Christmas might be the most magical time of year, but it’s also the most wasteful.
From uneaten food and unwanted gifts to plastic decorations and unrecyclable wrapping paper, it’s easy to see how festive extravagances quickly have our wheelie bins bursting at the seams.
But plenty of households across Scotland are turning their backs on mindless festive consumerism and making small (and large) changes towards a more eco-friendly Christmas.
Not sure where to start? Here are some ideas make the most of the festive season without costing the earth.
Is a real tree more eco-friendly than an artificial one?
Generally speaking, real Christmas trees are the more environmentally friendly choice.
A fake tree needs to be used for at least a decade in order for its environmental impact to equal that of a responsibly disposed of natural tree.

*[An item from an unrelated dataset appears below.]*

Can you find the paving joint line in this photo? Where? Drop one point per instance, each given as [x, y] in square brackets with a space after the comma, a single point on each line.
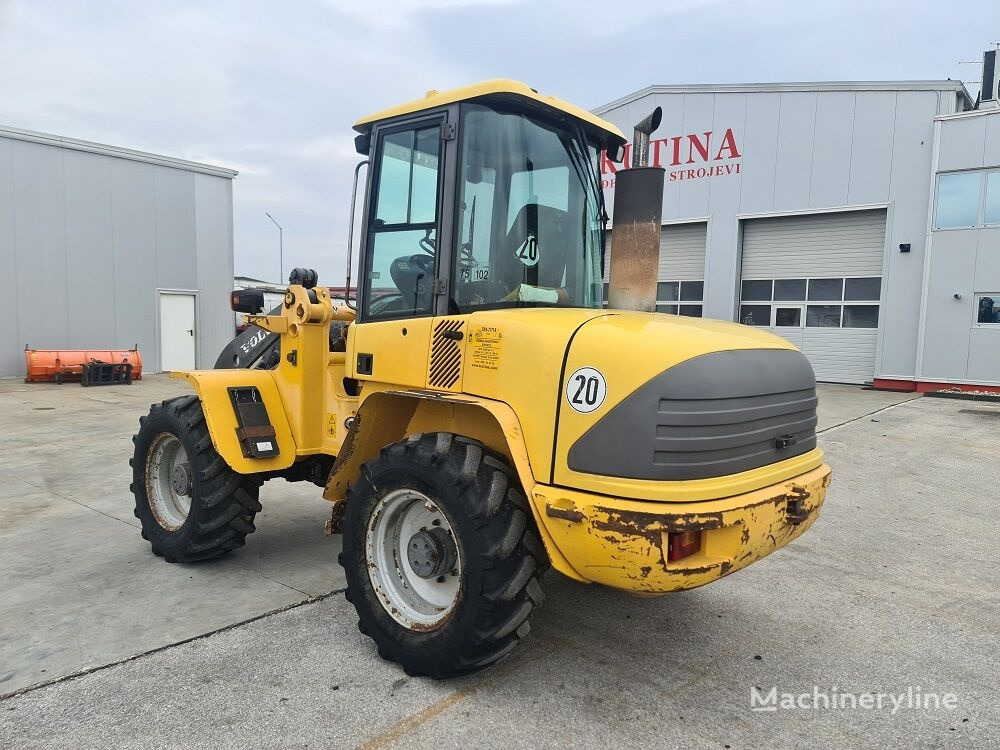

Plus, trees that are locally grown also have less associated carbon emissions from transport.
If you already have an artificial tree however don’t throw it away.
Use it every year for as long as you can or, if you no longer need it, donate it to a charity shop.
Plastic trees are virtually impossible to recycle and almost inevitably destined for landfill, so it’s best to get as much use out of it as possible.
How can I reduce my carbon footprint in the kitchen?
If you’re hosting this year and choosing what to cook, the Carbon Trust points out that turkey has a lower carbon footprint than beef.
Vegetarian and vegan options are even lower than that.
But if you can’t steer clear of red meat make sure it’s Scottish.
When it comes to sides, pick loose veggies at the supermarket to avoid plastic packaging. Another tip is to book a festive vegetable delivery box from local firms such as Cfine or Aberdeenshire Larder.
It’s easier said than done but don’t overdo the cheeseboard, which has a high carbon footprint.
Other simple tips include not preheating the oven for too long, or leaving it on after the meal is prepared to keep food hot.
And eat up those leftovers to minimise food waste. (Everyone knows that the Boxing Day mish-mash of leftovers is even better than dinner on the big day itself, right?)
Your eco-friendly Christmas gift guide is here
This is a big one, and the real key is to buy less and buy local.
Approximately £42 million of unwanted Christmas presents are thrown out in landfill each year, so it’s time we started thinking more carefully about how we spoil our loved ones.
Presents bought locally means you will be supporting small suppliers and makers, while minimising your carbon footprint.
For kids, buying good quality toys means they can be passed on to friends, family and charity shops. This can give them a second or even a third life.
And do you even have to buy a physical gift? Could you buy an “experience” instead?
There are the usual options like gift vouchers, cinema tickets and museum memberships.
But think outside the box and sponsor an animal, buy some rainforest to protect, or even have a stab at making your own foodie gifts such as chutneys and gingerbread.
What about plastic?
It’s very difficult to have a truly plastic-free, eco-friendly Christmas, but even small changes are positive steps in the right direction.
Choose decorations wisely and keep them to use again. As tinsel can’t be recycled, try to limit how much you buy, and keep what you have to use year after year.
Get creative and try making homemade tree ornaments like dried orange segments or painted pinecones.
Wrapping paper is one of the most wasted materials at Christmas – the amount we throw away each year could reach to the moon.
When wrapping, steer clear of paper that is shiny, plastic-lined or decorated with glitter, as these are not recyclable.
In the kitchen, dispense with plastic cling film by using reusable beeswax-covered cotton cloths and simple Tupperware boxes where possible.
If you’re throwing a party, think twice about buying plastic cups, plates and cutlery – do you really need it?